アフガニスタン―引き裂かれた近代史(11)

[E:three] 社会主義革命と内戦

[E:night]内戦の長期化
 1978年の社会主義革命以前、アフガニスタン史上近代主義的な大改革は王政時代のアマヌッラー国王による改革、共和革命後のダウード政権による改革と二度あったが、いずれもイスラーム保守層からの強い反発・反乱を招いている。PDPA社会主義政権もその例に漏れなかった。
 しかし、社会主義政権はさらに踏み込み、地主階級の部族長に所有された封建的な大土地制度にメスを入れ、大土地の無償接収と農民への再分配という農地改革を性急に断行したことで、部族長勢力の虎の尾を踏むことになった。
 歴史的に見れば、西洋に遅れて19世紀から近代化が進んでいたロシアでも10月革命は時期尚早であり、そのことが以後のロシア史にも影を落としていくが、20世紀後半を過ぎてもまだ中世的な部族主義が地方では克服されていなかったアフガニスタンではなおさらのことであった。
 反革命派の蜂起は革命直後から始まり、革命翌年の79年には全国に拡大し始めていたが、同年末のソ連軍侵攻はこうした反革命蜂起に反ソ抵抗運動の性格を与え、続く80年代をほぼ内戦一色に染めてしまった。

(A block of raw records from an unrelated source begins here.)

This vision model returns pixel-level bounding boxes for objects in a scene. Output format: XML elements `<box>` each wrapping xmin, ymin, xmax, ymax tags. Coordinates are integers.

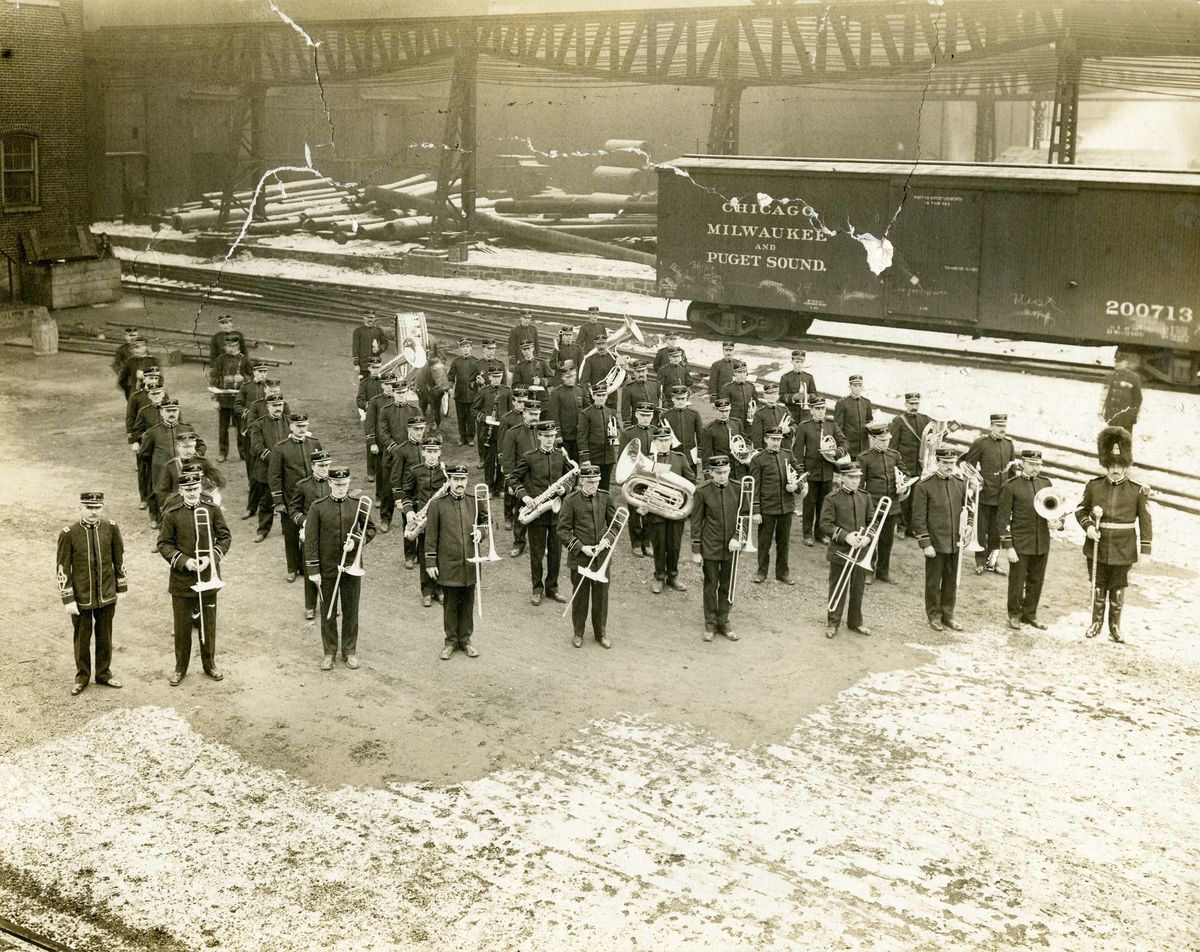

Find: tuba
<box><xmin>613</xmin><ymin>439</ymin><xmax>696</xmax><ymax>520</ymax></box>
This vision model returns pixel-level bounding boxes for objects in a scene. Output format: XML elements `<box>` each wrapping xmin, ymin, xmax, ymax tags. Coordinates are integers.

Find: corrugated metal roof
<box><xmin>659</xmin><ymin>155</ymin><xmax>1200</xmax><ymax>190</ymax></box>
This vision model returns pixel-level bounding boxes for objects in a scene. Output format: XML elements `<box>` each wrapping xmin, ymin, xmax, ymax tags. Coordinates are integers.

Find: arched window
<box><xmin>0</xmin><ymin>132</ymin><xmax>37</xmax><ymax>211</ymax></box>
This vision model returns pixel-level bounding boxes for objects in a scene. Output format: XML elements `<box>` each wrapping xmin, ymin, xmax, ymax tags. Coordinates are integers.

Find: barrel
<box><xmin>29</xmin><ymin>311</ymin><xmax>59</xmax><ymax>357</ymax></box>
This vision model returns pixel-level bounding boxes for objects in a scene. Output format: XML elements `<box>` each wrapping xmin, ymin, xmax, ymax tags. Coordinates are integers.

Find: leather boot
<box><xmin>1109</xmin><ymin>588</ymin><xmax>1124</xmax><ymax>642</ymax></box>
<box><xmin>1085</xmin><ymin>588</ymin><xmax>1108</xmax><ymax>637</ymax></box>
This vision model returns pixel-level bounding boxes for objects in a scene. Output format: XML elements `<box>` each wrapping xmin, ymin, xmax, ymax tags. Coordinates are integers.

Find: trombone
<box><xmin>562</xmin><ymin>505</ymin><xmax>629</xmax><ymax>618</ymax></box>
<box><xmin>467</xmin><ymin>483</ymin><xmax>500</xmax><ymax>618</ymax></box>
<box><xmin>192</xmin><ymin>505</ymin><xmax>224</xmax><ymax>647</ymax></box>
<box><xmin>828</xmin><ymin>496</ymin><xmax>892</xmax><ymax>611</ymax></box>
<box><xmin>730</xmin><ymin>477</ymin><xmax>758</xmax><ymax>605</ymax></box>
<box><xmin>325</xmin><ymin>496</ymin><xmax>371</xmax><ymax>622</ymax></box>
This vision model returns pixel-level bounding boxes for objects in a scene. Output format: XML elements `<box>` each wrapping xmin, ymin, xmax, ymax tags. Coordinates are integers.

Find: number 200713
<box><xmin>1104</xmin><ymin>301</ymin><xmax>1192</xmax><ymax>324</ymax></box>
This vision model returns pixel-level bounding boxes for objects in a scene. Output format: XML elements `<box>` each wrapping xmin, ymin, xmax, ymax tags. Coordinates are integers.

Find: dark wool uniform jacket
<box><xmin>821</xmin><ymin>489</ymin><xmax>875</xmax><ymax>562</ymax></box>
<box><xmin>288</xmin><ymin>477</ymin><xmax>329</xmax><ymax>526</ymax></box>
<box><xmin>250</xmin><ymin>414</ymin><xmax>288</xmax><ymax>483</ymax></box>
<box><xmin>996</xmin><ymin>474</ymin><xmax>1051</xmax><ymax>556</ymax></box>
<box><xmin>577</xmin><ymin>403</ymin><xmax>619</xmax><ymax>466</ymax></box>
<box><xmin>304</xmin><ymin>493</ymin><xmax>376</xmax><ymax>579</ymax></box>
<box><xmin>425</xmin><ymin>493</ymin><xmax>487</xmax><ymax>588</ymax></box>
<box><xmin>558</xmin><ymin>490</ymin><xmax>617</xmax><ymax>568</ymax></box>
<box><xmin>691</xmin><ymin>480</ymin><xmax>750</xmax><ymax>562</ymax></box>
<box><xmin>266</xmin><ymin>436</ymin><xmax>322</xmax><ymax>509</ymax></box>
<box><xmin>1075</xmin><ymin>477</ymin><xmax>1153</xmax><ymax>565</ymax></box>
<box><xmin>792</xmin><ymin>418</ymin><xmax>846</xmax><ymax>483</ymax></box>
<box><xmin>541</xmin><ymin>384</ymin><xmax>583</xmax><ymax>443</ymax></box>
<box><xmin>158</xmin><ymin>499</ymin><xmax>233</xmax><ymax>597</ymax></box>
<box><xmin>750</xmin><ymin>449</ymin><xmax>799</xmax><ymax>516</ymax></box>
<box><xmin>959</xmin><ymin>433</ymin><xmax>1016</xmax><ymax>505</ymax></box>
<box><xmin>912</xmin><ymin>473</ymin><xmax>967</xmax><ymax>556</ymax></box>
<box><xmin>55</xmin><ymin>519</ymin><xmax>128</xmax><ymax>609</ymax></box>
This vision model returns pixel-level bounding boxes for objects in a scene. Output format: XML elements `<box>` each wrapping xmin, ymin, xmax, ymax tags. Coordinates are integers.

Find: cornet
<box><xmin>325</xmin><ymin>496</ymin><xmax>371</xmax><ymax>621</ymax></box>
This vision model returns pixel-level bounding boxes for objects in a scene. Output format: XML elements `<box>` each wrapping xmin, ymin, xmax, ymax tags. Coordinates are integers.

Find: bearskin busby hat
<box><xmin>1096</xmin><ymin>426</ymin><xmax>1133</xmax><ymax>467</ymax></box>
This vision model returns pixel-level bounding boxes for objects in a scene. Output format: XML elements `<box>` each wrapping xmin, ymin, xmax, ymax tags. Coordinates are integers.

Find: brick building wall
<box><xmin>0</xmin><ymin>0</ymin><xmax>91</xmax><ymax>300</ymax></box>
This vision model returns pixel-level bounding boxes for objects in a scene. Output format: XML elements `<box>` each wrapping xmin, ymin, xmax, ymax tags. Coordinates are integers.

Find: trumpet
<box><xmin>325</xmin><ymin>496</ymin><xmax>371</xmax><ymax>621</ymax></box>
<box><xmin>467</xmin><ymin>483</ymin><xmax>500</xmax><ymax>618</ymax></box>
<box><xmin>562</xmin><ymin>505</ymin><xmax>629</xmax><ymax>618</ymax></box>
<box><xmin>730</xmin><ymin>477</ymin><xmax>758</xmax><ymax>605</ymax></box>
<box><xmin>613</xmin><ymin>439</ymin><xmax>696</xmax><ymax>520</ymax></box>
<box><xmin>517</xmin><ymin>453</ymin><xmax>580</xmax><ymax>526</ymax></box>
<box><xmin>828</xmin><ymin>496</ymin><xmax>892</xmax><ymax>611</ymax></box>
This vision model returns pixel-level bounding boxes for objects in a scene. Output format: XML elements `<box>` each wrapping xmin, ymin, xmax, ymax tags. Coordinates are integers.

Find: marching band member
<box><xmin>859</xmin><ymin>420</ymin><xmax>912</xmax><ymax>585</ymax></box>
<box><xmin>379</xmin><ymin>415</ymin><xmax>425</xmax><ymax>569</ymax></box>
<box><xmin>708</xmin><ymin>341</ymin><xmax>740</xmax><ymax>400</ymax></box>
<box><xmin>1075</xmin><ymin>426</ymin><xmax>1153</xmax><ymax>642</ymax></box>
<box><xmin>750</xmin><ymin>381</ymin><xmax>792</xmax><ymax>449</ymax></box>
<box><xmin>246</xmin><ymin>390</ymin><xmax>289</xmax><ymax>543</ymax></box>
<box><xmin>691</xmin><ymin>453</ymin><xmax>742</xmax><ymax>641</ymax></box>
<box><xmin>268</xmin><ymin>413</ymin><xmax>322</xmax><ymax>582</ymax></box>
<box><xmin>287</xmin><ymin>449</ymin><xmax>331</xmax><ymax>622</ymax></box>
<box><xmin>509</xmin><ymin>307</ymin><xmax>541</xmax><ymax>364</ymax></box>
<box><xmin>959</xmin><ymin>413</ymin><xmax>1016</xmax><ymax>575</ymax></box>
<box><xmin>638</xmin><ymin>424</ymin><xmax>696</xmax><ymax>594</ymax></box>
<box><xmin>509</xmin><ymin>420</ymin><xmax>570</xmax><ymax>605</ymax></box>
<box><xmin>304</xmin><ymin>466</ymin><xmax>376</xmax><ymax>671</ymax></box>
<box><xmin>400</xmin><ymin>436</ymin><xmax>446</xmax><ymax>609</ymax></box>
<box><xmin>792</xmin><ymin>396</ymin><xmax>846</xmax><ymax>545</ymax></box>
<box><xmin>425</xmin><ymin>465</ymin><xmax>486</xmax><ymax>661</ymax></box>
<box><xmin>888</xmin><ymin>390</ymin><xmax>932</xmax><ymax>539</ymax></box>
<box><xmin>620</xmin><ymin>358</ymin><xmax>662</xmax><ymax>426</ymax></box>
<box><xmin>350</xmin><ymin>311</ymin><xmax>388</xmax><ymax>381</ymax></box>
<box><xmin>578</xmin><ymin>381</ymin><xmax>620</xmax><ymax>492</ymax></box>
<box><xmin>660</xmin><ymin>387</ymin><xmax>704</xmax><ymax>467</ymax></box>
<box><xmin>558</xmin><ymin>463</ymin><xmax>617</xmax><ymax>648</ymax></box>
<box><xmin>446</xmin><ymin>337</ymin><xmax>478</xmax><ymax>447</ymax></box>
<box><xmin>209</xmin><ymin>334</ymin><xmax>253</xmax><ymax>462</ymax></box>
<box><xmin>55</xmin><ymin>492</ymin><xmax>128</xmax><ymax>696</ymax></box>
<box><xmin>750</xmin><ymin>426</ymin><xmax>796</xmax><ymax>585</ymax></box>
<box><xmin>158</xmin><ymin>473</ymin><xmax>233</xmax><ymax>688</ymax></box>
<box><xmin>618</xmin><ymin>400</ymin><xmax>654</xmax><ymax>558</ymax></box>
<box><xmin>912</xmin><ymin>447</ymin><xmax>967</xmax><ymax>631</ymax></box>
<box><xmin>821</xmin><ymin>463</ymin><xmax>875</xmax><ymax>637</ymax></box>
<box><xmin>833</xmin><ymin>373</ymin><xmax>875</xmax><ymax>457</ymax></box>
<box><xmin>493</xmin><ymin>395</ymin><xmax>541</xmax><ymax>558</ymax></box>
<box><xmin>546</xmin><ymin>358</ymin><xmax>583</xmax><ymax>461</ymax></box>
<box><xmin>779</xmin><ymin>351</ymin><xmax>817</xmax><ymax>427</ymax></box>
<box><xmin>996</xmin><ymin>449</ymin><xmax>1050</xmax><ymax>631</ymax></box>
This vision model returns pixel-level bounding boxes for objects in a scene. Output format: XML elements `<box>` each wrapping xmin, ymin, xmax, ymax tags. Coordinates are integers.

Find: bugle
<box><xmin>325</xmin><ymin>496</ymin><xmax>371</xmax><ymax>621</ymax></box>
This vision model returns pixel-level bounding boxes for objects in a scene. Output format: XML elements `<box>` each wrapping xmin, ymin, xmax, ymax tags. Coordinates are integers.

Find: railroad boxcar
<box><xmin>658</xmin><ymin>156</ymin><xmax>1200</xmax><ymax>384</ymax></box>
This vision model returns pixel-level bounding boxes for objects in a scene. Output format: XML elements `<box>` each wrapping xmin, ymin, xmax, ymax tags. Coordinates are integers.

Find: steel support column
<box><xmin>431</xmin><ymin>35</ymin><xmax>479</xmax><ymax>246</ymax></box>
<box><xmin>1046</xmin><ymin>38</ymin><xmax>1084</xmax><ymax>166</ymax></box>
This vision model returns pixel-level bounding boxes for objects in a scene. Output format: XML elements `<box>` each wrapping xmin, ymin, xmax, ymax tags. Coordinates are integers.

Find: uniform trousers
<box><xmin>571</xmin><ymin>565</ymin><xmax>608</xmax><ymax>641</ymax></box>
<box><xmin>528</xmin><ymin>516</ymin><xmax>562</xmax><ymax>595</ymax></box>
<box><xmin>976</xmin><ymin>503</ymin><xmax>1000</xmax><ymax>565</ymax></box>
<box><xmin>702</xmin><ymin>558</ymin><xmax>733</xmax><ymax>634</ymax></box>
<box><xmin>442</xmin><ymin>582</ymin><xmax>475</xmax><ymax>648</ymax></box>
<box><xmin>643</xmin><ymin>516</ymin><xmax>684</xmax><ymax>582</ymax></box>
<box><xmin>71</xmin><ymin>601</ymin><xmax>116</xmax><ymax>684</ymax></box>
<box><xmin>925</xmin><ymin>552</ymin><xmax>959</xmax><ymax>622</ymax></box>
<box><xmin>826</xmin><ymin>558</ymin><xmax>866</xmax><ymax>628</ymax></box>
<box><xmin>320</xmin><ymin>571</ymin><xmax>362</xmax><ymax>659</ymax></box>
<box><xmin>758</xmin><ymin>511</ymin><xmax>792</xmax><ymax>579</ymax></box>
<box><xmin>280</xmin><ymin>513</ymin><xmax>304</xmax><ymax>575</ymax></box>
<box><xmin>454</xmin><ymin>400</ymin><xmax>475</xmax><ymax>447</ymax></box>
<box><xmin>1008</xmin><ymin>552</ymin><xmax>1050</xmax><ymax>618</ymax></box>
<box><xmin>875</xmin><ymin>507</ymin><xmax>900</xmax><ymax>582</ymax></box>
<box><xmin>800</xmin><ymin>475</ymin><xmax>832</xmax><ymax>541</ymax></box>
<box><xmin>170</xmin><ymin>592</ymin><xmax>217</xmax><ymax>675</ymax></box>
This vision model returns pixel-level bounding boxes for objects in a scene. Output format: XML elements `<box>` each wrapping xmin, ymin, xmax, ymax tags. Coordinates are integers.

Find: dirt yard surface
<box><xmin>0</xmin><ymin>292</ymin><xmax>1200</xmax><ymax>950</ymax></box>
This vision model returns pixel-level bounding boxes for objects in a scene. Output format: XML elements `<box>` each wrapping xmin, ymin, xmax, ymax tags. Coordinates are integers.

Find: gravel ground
<box><xmin>0</xmin><ymin>291</ymin><xmax>1200</xmax><ymax>950</ymax></box>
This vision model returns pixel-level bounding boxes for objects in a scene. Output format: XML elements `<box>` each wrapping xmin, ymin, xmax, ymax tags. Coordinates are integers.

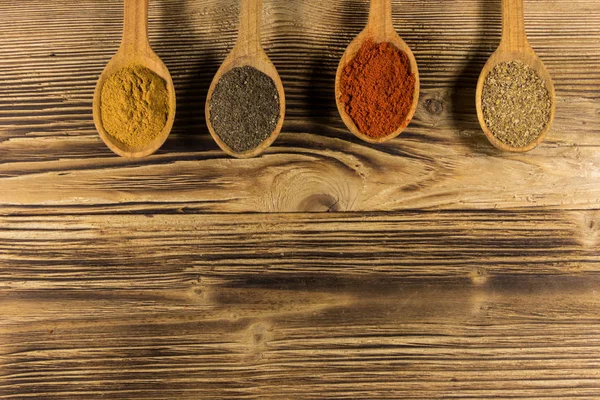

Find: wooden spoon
<box><xmin>335</xmin><ymin>0</ymin><xmax>420</xmax><ymax>143</ymax></box>
<box><xmin>205</xmin><ymin>0</ymin><xmax>285</xmax><ymax>158</ymax></box>
<box><xmin>475</xmin><ymin>0</ymin><xmax>556</xmax><ymax>152</ymax></box>
<box><xmin>93</xmin><ymin>0</ymin><xmax>175</xmax><ymax>158</ymax></box>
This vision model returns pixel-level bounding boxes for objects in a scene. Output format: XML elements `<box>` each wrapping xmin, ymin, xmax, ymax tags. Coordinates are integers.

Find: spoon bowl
<box><xmin>205</xmin><ymin>0</ymin><xmax>285</xmax><ymax>158</ymax></box>
<box><xmin>475</xmin><ymin>0</ymin><xmax>556</xmax><ymax>153</ymax></box>
<box><xmin>335</xmin><ymin>0</ymin><xmax>420</xmax><ymax>143</ymax></box>
<box><xmin>92</xmin><ymin>0</ymin><xmax>176</xmax><ymax>158</ymax></box>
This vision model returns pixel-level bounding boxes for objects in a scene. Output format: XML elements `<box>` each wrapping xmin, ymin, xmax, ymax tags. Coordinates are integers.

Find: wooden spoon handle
<box><xmin>121</xmin><ymin>0</ymin><xmax>150</xmax><ymax>53</ymax></box>
<box><xmin>500</xmin><ymin>0</ymin><xmax>529</xmax><ymax>51</ymax></box>
<box><xmin>236</xmin><ymin>0</ymin><xmax>263</xmax><ymax>55</ymax></box>
<box><xmin>368</xmin><ymin>0</ymin><xmax>394</xmax><ymax>40</ymax></box>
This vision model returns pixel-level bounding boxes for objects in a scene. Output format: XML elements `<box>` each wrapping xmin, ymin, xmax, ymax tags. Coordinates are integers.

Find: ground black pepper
<box><xmin>209</xmin><ymin>66</ymin><xmax>280</xmax><ymax>153</ymax></box>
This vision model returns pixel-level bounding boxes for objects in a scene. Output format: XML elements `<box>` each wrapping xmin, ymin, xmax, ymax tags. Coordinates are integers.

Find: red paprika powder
<box><xmin>340</xmin><ymin>41</ymin><xmax>415</xmax><ymax>138</ymax></box>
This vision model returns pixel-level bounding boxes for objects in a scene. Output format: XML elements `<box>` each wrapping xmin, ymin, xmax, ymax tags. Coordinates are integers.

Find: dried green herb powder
<box><xmin>482</xmin><ymin>61</ymin><xmax>552</xmax><ymax>148</ymax></box>
<box><xmin>209</xmin><ymin>66</ymin><xmax>280</xmax><ymax>153</ymax></box>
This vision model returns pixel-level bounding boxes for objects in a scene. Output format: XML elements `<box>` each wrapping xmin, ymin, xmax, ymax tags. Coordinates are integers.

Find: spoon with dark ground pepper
<box><xmin>205</xmin><ymin>0</ymin><xmax>285</xmax><ymax>158</ymax></box>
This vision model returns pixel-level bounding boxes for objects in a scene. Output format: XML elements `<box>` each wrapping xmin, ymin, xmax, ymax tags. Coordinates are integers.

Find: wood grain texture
<box><xmin>0</xmin><ymin>0</ymin><xmax>600</xmax><ymax>399</ymax></box>
<box><xmin>0</xmin><ymin>0</ymin><xmax>600</xmax><ymax>212</ymax></box>
<box><xmin>0</xmin><ymin>211</ymin><xmax>600</xmax><ymax>399</ymax></box>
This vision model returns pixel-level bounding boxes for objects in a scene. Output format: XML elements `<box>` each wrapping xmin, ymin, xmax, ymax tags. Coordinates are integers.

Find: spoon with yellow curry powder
<box><xmin>93</xmin><ymin>0</ymin><xmax>175</xmax><ymax>158</ymax></box>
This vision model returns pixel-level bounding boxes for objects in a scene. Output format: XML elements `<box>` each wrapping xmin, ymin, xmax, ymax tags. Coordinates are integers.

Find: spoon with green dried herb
<box><xmin>476</xmin><ymin>0</ymin><xmax>556</xmax><ymax>152</ymax></box>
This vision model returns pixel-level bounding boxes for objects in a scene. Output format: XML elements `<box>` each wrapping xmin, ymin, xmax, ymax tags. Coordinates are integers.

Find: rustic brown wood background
<box><xmin>0</xmin><ymin>0</ymin><xmax>600</xmax><ymax>399</ymax></box>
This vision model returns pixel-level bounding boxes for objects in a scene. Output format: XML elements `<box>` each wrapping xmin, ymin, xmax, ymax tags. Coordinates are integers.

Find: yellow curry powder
<box><xmin>100</xmin><ymin>66</ymin><xmax>169</xmax><ymax>149</ymax></box>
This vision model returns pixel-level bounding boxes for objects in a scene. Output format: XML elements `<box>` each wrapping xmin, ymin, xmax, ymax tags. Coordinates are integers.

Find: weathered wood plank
<box><xmin>0</xmin><ymin>210</ymin><xmax>600</xmax><ymax>399</ymax></box>
<box><xmin>0</xmin><ymin>0</ymin><xmax>600</xmax><ymax>212</ymax></box>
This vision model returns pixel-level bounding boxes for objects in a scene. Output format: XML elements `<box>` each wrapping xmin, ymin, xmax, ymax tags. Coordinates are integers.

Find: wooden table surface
<box><xmin>0</xmin><ymin>0</ymin><xmax>600</xmax><ymax>399</ymax></box>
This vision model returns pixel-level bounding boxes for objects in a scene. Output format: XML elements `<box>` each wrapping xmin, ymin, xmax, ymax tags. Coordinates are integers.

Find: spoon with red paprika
<box><xmin>335</xmin><ymin>0</ymin><xmax>420</xmax><ymax>143</ymax></box>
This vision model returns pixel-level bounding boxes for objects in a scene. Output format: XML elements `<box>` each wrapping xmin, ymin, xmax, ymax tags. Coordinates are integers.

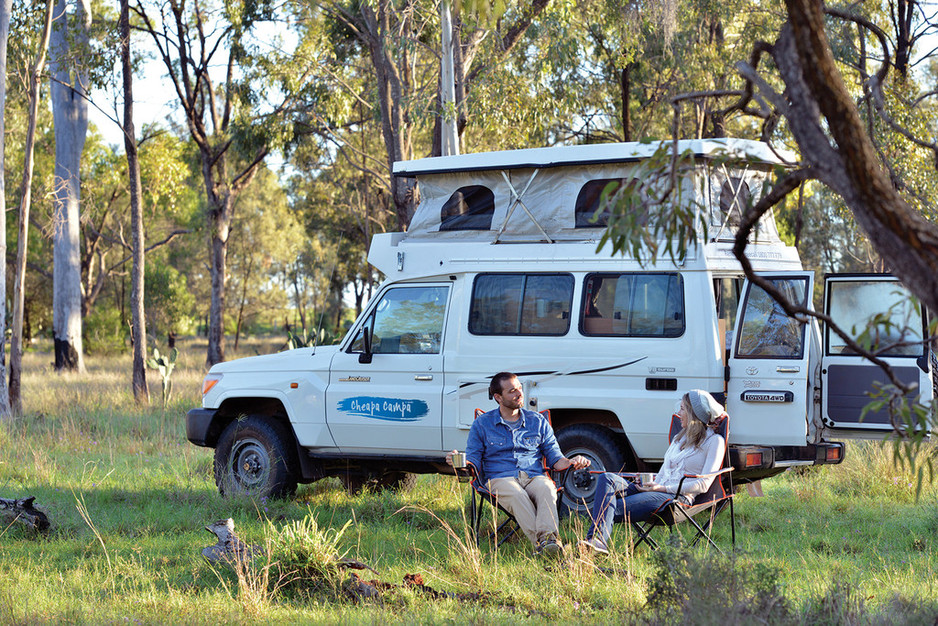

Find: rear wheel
<box><xmin>557</xmin><ymin>424</ymin><xmax>635</xmax><ymax>513</ymax></box>
<box><xmin>215</xmin><ymin>415</ymin><xmax>296</xmax><ymax>498</ymax></box>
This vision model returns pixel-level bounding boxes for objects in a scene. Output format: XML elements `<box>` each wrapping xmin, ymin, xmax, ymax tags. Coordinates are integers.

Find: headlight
<box><xmin>202</xmin><ymin>374</ymin><xmax>222</xmax><ymax>396</ymax></box>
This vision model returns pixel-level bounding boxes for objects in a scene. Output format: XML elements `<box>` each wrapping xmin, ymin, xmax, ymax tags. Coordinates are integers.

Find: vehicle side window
<box><xmin>736</xmin><ymin>278</ymin><xmax>808</xmax><ymax>359</ymax></box>
<box><xmin>469</xmin><ymin>274</ymin><xmax>573</xmax><ymax>335</ymax></box>
<box><xmin>580</xmin><ymin>272</ymin><xmax>684</xmax><ymax>337</ymax></box>
<box><xmin>825</xmin><ymin>279</ymin><xmax>925</xmax><ymax>357</ymax></box>
<box><xmin>350</xmin><ymin>286</ymin><xmax>448</xmax><ymax>354</ymax></box>
<box><xmin>440</xmin><ymin>185</ymin><xmax>495</xmax><ymax>230</ymax></box>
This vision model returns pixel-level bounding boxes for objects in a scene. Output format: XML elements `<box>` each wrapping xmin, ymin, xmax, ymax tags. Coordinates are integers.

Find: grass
<box><xmin>0</xmin><ymin>340</ymin><xmax>938</xmax><ymax>624</ymax></box>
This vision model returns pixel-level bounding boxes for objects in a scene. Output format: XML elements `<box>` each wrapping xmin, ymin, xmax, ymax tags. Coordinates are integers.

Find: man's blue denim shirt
<box><xmin>466</xmin><ymin>408</ymin><xmax>563</xmax><ymax>480</ymax></box>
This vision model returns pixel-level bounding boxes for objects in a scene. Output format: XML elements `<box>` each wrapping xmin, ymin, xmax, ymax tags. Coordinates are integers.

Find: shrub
<box><xmin>648</xmin><ymin>534</ymin><xmax>791</xmax><ymax>625</ymax></box>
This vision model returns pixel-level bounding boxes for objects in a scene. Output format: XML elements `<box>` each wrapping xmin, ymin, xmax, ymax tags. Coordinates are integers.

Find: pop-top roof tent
<box><xmin>394</xmin><ymin>139</ymin><xmax>783</xmax><ymax>243</ymax></box>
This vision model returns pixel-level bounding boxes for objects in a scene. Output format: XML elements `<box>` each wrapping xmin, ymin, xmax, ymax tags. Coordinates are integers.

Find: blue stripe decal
<box><xmin>336</xmin><ymin>396</ymin><xmax>430</xmax><ymax>422</ymax></box>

 反革命武装組織はムジャーヒディーン(聖戦遂行者)と総称されたが、最後まで統一戦線にまとまることはなく、主として民族ごとに組織され、戦闘は軍閥化した部族指導者が指揮して、ばらばらに行なわれた。戦闘に参加した組織は代表的なものだけでも優に10を越えるありさまであった。
 このようにばらばらな半封建的ゲリラ組織を、当時アメリカと並ぶ軍事大国となっていたソ連が粉砕するのはたやすいことのはずであったが、そうはならず、想定外の長期戦となったことにはいくつか理由があった。
 一つは、アフガニスタン部族勢力が山岳ゲリラ戦を得意としたことである。これは、19世紀にアフガニスタンと交戦した英国が敗北したのと同様の理由であった。
 もう一つは、西アジアへのソ連の覇権拡大を懸念したアメリカがムジャーヒディーンに対して、軍事援助を行なったことである。特に81年にソ連イデオロギー上も厳しく対峙するレーガン共和党政権が発足すると、ムジャーヒディーン支援は本格化した。
 加えて、アフガニスタンとは真逆に、アフガン革命の前年77年にイスラーム保守的な反共親米の軍事独裁政権が樹立されていた隣国パキスタンも、軍諜報機関を通じてムジャーヒディーンを支援した。
 さらにアフガニスタン反革命戦争は反イスラーム無神論勢力(PDPA政権プラスソ連)からの解放戦争として宣伝されたため、ムジャーヒディーンには中東アラブ世界からも義勇兵が参加するようになった。その中には、後にイスラーム過激派組織アル・カーイダに結集するアラブ人勢力もあった。
 こうして、ソ連軍は拡大する反革命勢力を掃討することに手間取り、長期化したアフガニスタン内戦は、冷戦期における米ソの典型的な代理戦争の一例となっていくのである。特に最大で10万人余りの軍を投入したソ連にとって、アフガニスタンアメリカにとってのベトナムとなった。